In some cases, CT scan may be requested to show the bone structures. CT can demonstrates bone anomalies much better than the MRI. Therefore, the treating physician may request CT scan if cranio-cervical junction anomaly is suspected.
If Chiari malformation is asymptomatic i.e. causes no symptoms and doesn’t interfere with daily activities no treatment is necessary. In mild cases, medications can be used to manage symptoms like pain.
Prior to surgical treatment it is very important to diagnose the cause of Chiari malformation i.e. whether it is congenital or secondary. Eliminating the cause of disease in secondary Chiari will effectively cure the disease. However, in the vast majority of cases the Chiari malformation is congenital and treated with surgery. Foramen Magnum Decompression (FMD) is the only treatment that can correct functional defects and stop the progression of the central nervous system damage. The goals of the surgery are:
Reduce pressure on the cerebellum, brainstem and spinal cord.
Re-establish normal fluid circulation through and around the compressed area.
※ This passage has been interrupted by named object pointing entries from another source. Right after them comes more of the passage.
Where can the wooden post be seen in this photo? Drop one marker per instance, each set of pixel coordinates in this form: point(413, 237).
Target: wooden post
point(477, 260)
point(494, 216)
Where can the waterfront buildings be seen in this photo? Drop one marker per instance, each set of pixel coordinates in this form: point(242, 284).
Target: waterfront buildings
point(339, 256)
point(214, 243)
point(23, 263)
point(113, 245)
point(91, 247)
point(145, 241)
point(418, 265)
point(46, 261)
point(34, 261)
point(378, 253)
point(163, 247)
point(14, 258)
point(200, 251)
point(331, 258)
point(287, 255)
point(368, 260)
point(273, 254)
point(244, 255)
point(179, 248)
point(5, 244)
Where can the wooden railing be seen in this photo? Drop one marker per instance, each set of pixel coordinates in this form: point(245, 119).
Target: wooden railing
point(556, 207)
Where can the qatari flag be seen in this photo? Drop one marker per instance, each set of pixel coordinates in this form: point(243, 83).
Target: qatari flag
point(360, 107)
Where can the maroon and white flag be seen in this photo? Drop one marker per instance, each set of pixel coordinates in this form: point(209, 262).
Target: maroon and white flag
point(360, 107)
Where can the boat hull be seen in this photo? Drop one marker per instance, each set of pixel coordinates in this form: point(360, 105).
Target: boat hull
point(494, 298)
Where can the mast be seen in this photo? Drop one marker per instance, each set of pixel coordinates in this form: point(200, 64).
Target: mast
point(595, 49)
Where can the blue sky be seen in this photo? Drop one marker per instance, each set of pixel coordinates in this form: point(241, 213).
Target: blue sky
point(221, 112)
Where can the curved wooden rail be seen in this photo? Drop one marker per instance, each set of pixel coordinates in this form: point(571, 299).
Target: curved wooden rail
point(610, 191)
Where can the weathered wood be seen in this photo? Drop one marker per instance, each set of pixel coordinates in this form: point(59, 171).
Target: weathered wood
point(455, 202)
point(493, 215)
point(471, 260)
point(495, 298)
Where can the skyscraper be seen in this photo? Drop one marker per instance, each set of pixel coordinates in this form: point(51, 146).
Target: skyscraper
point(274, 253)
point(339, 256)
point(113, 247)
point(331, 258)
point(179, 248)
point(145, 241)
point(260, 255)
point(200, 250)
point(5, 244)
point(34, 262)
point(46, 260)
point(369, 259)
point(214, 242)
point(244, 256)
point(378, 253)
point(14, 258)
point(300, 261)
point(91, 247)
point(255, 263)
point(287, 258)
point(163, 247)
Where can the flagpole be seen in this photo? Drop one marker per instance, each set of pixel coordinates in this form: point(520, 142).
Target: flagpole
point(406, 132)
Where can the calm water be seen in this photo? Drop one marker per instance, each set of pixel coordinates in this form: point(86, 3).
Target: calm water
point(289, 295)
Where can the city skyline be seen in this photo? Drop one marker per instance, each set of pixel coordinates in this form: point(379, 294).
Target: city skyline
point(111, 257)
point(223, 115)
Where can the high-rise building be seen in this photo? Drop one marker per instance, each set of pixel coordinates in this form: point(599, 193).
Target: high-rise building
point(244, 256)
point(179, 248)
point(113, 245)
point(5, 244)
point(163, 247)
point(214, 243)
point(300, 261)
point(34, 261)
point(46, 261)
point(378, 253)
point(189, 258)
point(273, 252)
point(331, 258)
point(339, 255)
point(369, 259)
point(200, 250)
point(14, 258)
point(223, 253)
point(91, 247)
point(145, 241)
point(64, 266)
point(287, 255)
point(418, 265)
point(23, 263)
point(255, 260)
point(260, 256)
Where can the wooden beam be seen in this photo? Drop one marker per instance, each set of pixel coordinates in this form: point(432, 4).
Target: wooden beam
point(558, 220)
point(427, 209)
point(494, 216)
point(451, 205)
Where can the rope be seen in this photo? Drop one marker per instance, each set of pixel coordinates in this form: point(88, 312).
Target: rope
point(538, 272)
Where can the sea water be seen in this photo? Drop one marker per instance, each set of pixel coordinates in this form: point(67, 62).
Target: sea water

During the surgery which is performed by a neurosurgeon a portion of the occipital bone is removed and the outer brain covering (dura) is enlarged by placing a soft tissue patch. The purpose is to enlarge the foramen Magnum, to eliminate the pressure from the cerebellum and brainstem and allow them to freely reside in the posterior fossa with no compression. In some cases the surgeon may coagulate and shrink the dysfunctional cerebellar tonsils to lift the pressure form the brainstem. This procedure effectively eliminates cerebrospinal fluid block which is the main pathophysiological component. The effective treatment requires adequate surgical decompression.
In some cases the amount of removed bone is not sufficient and/or the patch is not used. In these cases, the symptoms may persist following the surgery and additional operation may be required. In other cases, the decompression may be too extensive resulting in loss of support for cerebellar tissue and further downward displacement. These cases may need reconstruction of the defect with bone or artificial materials.
Chiari malformation associated with hydrocephalus requires specific treatment. Since hydrocephalus may aggravate the malformation it should be treated prior to foramen magnum decompression. In some cases, treating hydrocephalus will eliminate cerebellar herniation and no further treatment will be required.
Syringomyelia associated with Chiari malformation is initially managed with FMD. Effective surgical decompression re-establishes normal CSF circulation and the syringomyelia subsides on its own. However, in rare cases syringomyelia may persist even after adequate FMD, requiring additional shunt procedure.